Since we also want to figure out how close model predictions are to the internal reliability of the data, we extrapolate a ceiling of how well an “infinite number of subjects” could predict individual subjects in the data. Scores are normalized by this estimated ceiling.
So how well do models actually predict our recordings? We tested 43 diverse language models, incl. embedding, recurrent, and transformer models. Specific models (GPT2-xl) predict some of the data near perfectly, and consistently across datasets. Embeddings like GloVe do not.
The scores of models are further predicted by the task performance of models to predict the next word on the WikiText-2 language modeling dataset (evaluated as perplexity, lower is better) – but NOT by task performance on any of the GLUE benchmarks.
Since we only care about neurons because they support interesting behaviors, we tested how well models predict human reading times: specific models again do well and their success correlates with 1) their neural scores, and 2) their performance on the next-word prediction task.
We also explored the relative contributions to brain predictivity of two different aspects of model design: network architecture and training experience, ~akin to evolutionary and learning-based optimization. (see also this recent work). Intrinsic architectural properties (like size and directionality) in some models already yield representational spaces that – without any training – reliably predict brain activity. These untrained scores predict scores after training. While deep learning is mostly focused on the learning part, architecture alone works surprisingly well even on the next-word prediction task. Critically for the brain datasets, a random embedding with the same number of features as GPT2-xl does not yield reliable predictions.

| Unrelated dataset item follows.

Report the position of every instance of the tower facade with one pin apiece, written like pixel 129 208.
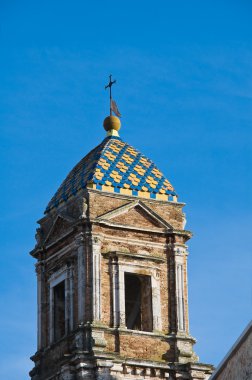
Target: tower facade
pixel 112 273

Summary: 1) specific models accurately predict human language data; 2) their neural predictivity is correlated with task performance to predict the next word, 3) and with their ability to predict human reading times; 4) architecture alone already yields reasonable scores. These results suggest that predicting future inputs may shape human language processing, and they enable using ANNs as embodied hypotheses of brain mechanisms. To fuel future generations of neurally plausible models, we will soon release all our code and data.